From 734591807f35644cee2c24a65dbb211dcb8ab512 Mon Sep 17 00:00:00 2001
From: androidlover5842 <androidlover5842@gmail.com>
Date: Mon, 2 Feb 2026 09:34:58 +0530
Subject: [PATCH] Make cancellation policy read endpoint public

---
 .../controller/property/CancellationPolicies.kt                 | 1 -
 .../com/android/trisolarisserver/security/PublicEndpoints.kt    | 2 ++
 2 files changed, 2 insertions(+), 1 deletion(-)

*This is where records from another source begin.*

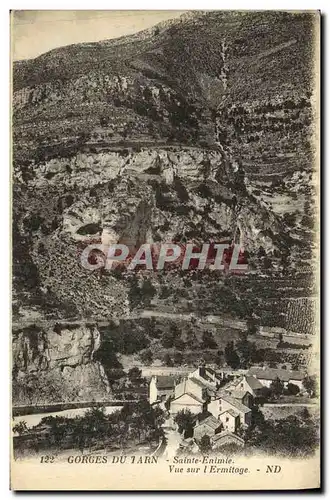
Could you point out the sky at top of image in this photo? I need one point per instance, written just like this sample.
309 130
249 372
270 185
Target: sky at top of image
35 32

diff --git a/src/main/kotlin/com/android/trisolarisserver/controller/property/CancellationPolicies.kt b/src/main/kotlin/com/android/trisolarisserver/controller/property/CancellationPolicies.kt
index 1199d1a..36bad17 100644
--- a/src/main/kotlin/com/android/trisolarisserver/controller/property/CancellationPolicies.kt
+++ b/src/main/kotlin/com/android/trisolarisserver/controller/property/CancellationPolicies.kt
@@ -35,7 +35,6 @@ class CancellationPolicies(
         @PathVariable propertyId: UUID,
         @AuthenticationPrincipal principal: MyPrincipal?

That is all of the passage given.